In his letter to leaders of EU institutions, Polish Prime Minister Mateusz Morawiecki has told them that “Poland cannot accept the current version of the rule of law mechanism which makes it conditional on political and arbitrary criteria”.
Morawiecki is referring to the EU signaling it will place sanctions on countries like Hungary and Poland for their conservative positions on migration, Christian values, family policy, and multiculturalism.
Morawickie’s position has led Poland’s opposition parties to argue that the prime minister is committing “treason” by denying the country the resources he himself managed to negotiate as part of the EU budget settlement.
In fact, the prime minister did not write that Poland would veto the budget. However, he did argue that the mechanism negotiated with the European Parliament by Germany, which currently holds the EU’s presidency on a rotating basis, was contrary to the conclusions of the European Council and EU treaties.
Therefore, if such measures continue to be pursued, Poland would have little choice but to veto them.
However, should the veto actually be used, it does not mean that the EU will not be funded in 2021. In fact, it will simply revert to the budget for 2020, the last of the seven years in the 2014-2020 financial perspective.
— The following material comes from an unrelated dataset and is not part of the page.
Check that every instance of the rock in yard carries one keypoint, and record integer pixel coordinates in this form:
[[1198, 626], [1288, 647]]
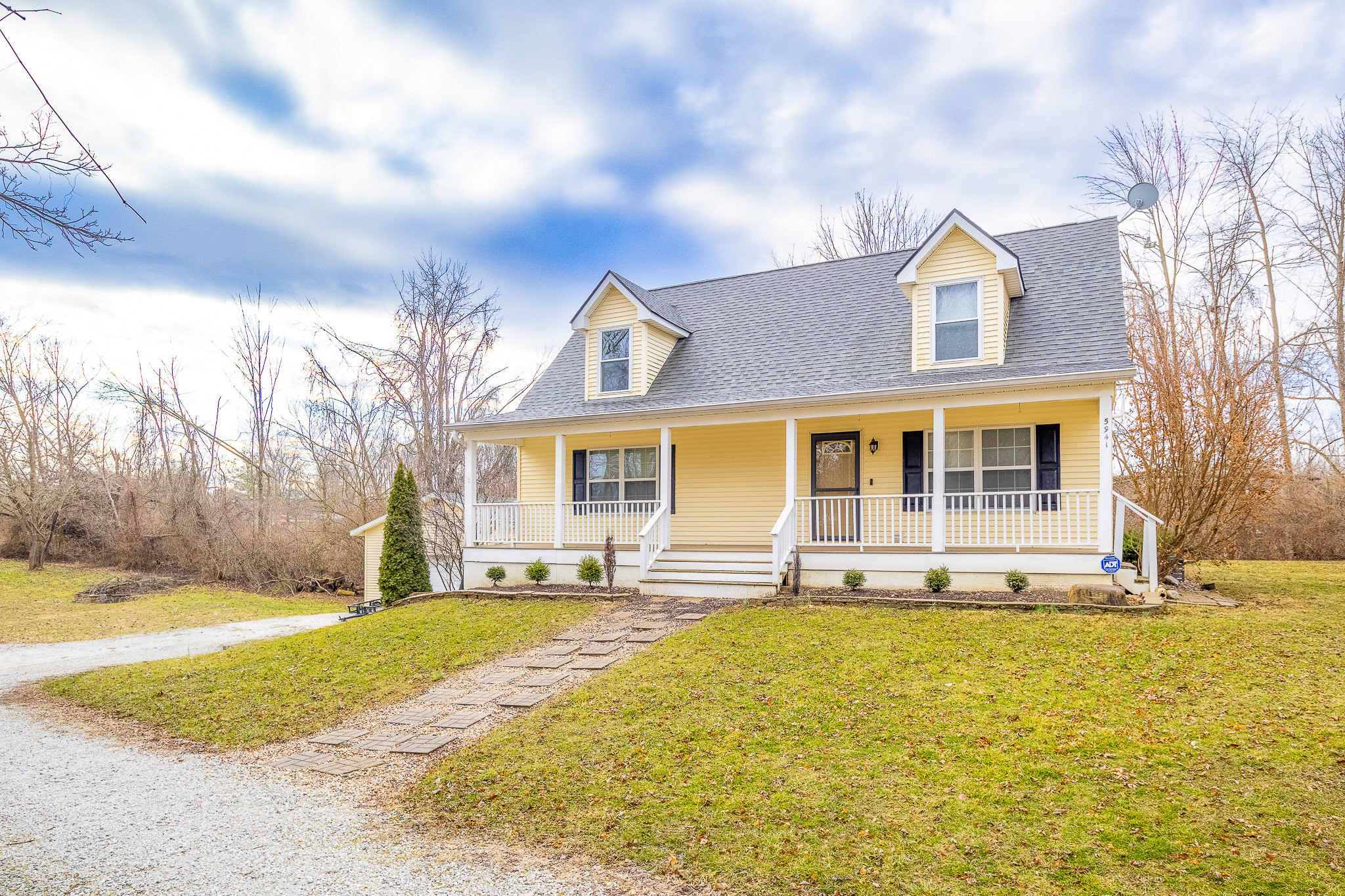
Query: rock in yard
[[1101, 594]]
It would actually result in settlement which is actually more beneficial for Poland than that proposed for the 2021-2027 budget. This is because Poland’s share of Cohesion funds is now smaller as a result of the fact the country has become wealthier and its GDP is now eight percent higher in relation to the EU average than it was previously.
It is the case that a veto of the budget effectively vetoes the €750 billion recovery fund.
Poland was to receive €60 billion — €26 billion in grants, the rest in loans — but the fund as a whole is to operate on a loan basis with all countries having to share the debt financing for the fund to be activated. It is the reason why the member states have for the first time ever agreed to introduce EU-wide taxes to service the debt interest, estimated to be €15 billion per annum.
The fund, which is to operate on the basis of solidarity, is mainly for the benefit of Southern Europe, which constitutes the countries that were the hardest hit by the first wave of the pandemic and ones with the most precarious national debt levels. These are also the countries which have witnessed falls in GDP of over 20 percent in the second quarter of 2020 and which are set see a GDP annual decline of over 10 percent.
Poland’s GDP is set to fall by two to three percent and the country has considerable capacity to borrow money on the markets. It can raise what it needs on the markets without the protection of the European Commission. If the recovery fund is not activated, the country will however avoid having to pay EU-wide taxes it was never a great advocate of in the first place.
This is why Poland does not have to fear the loss of EU funds. The opposition are just being hysterical.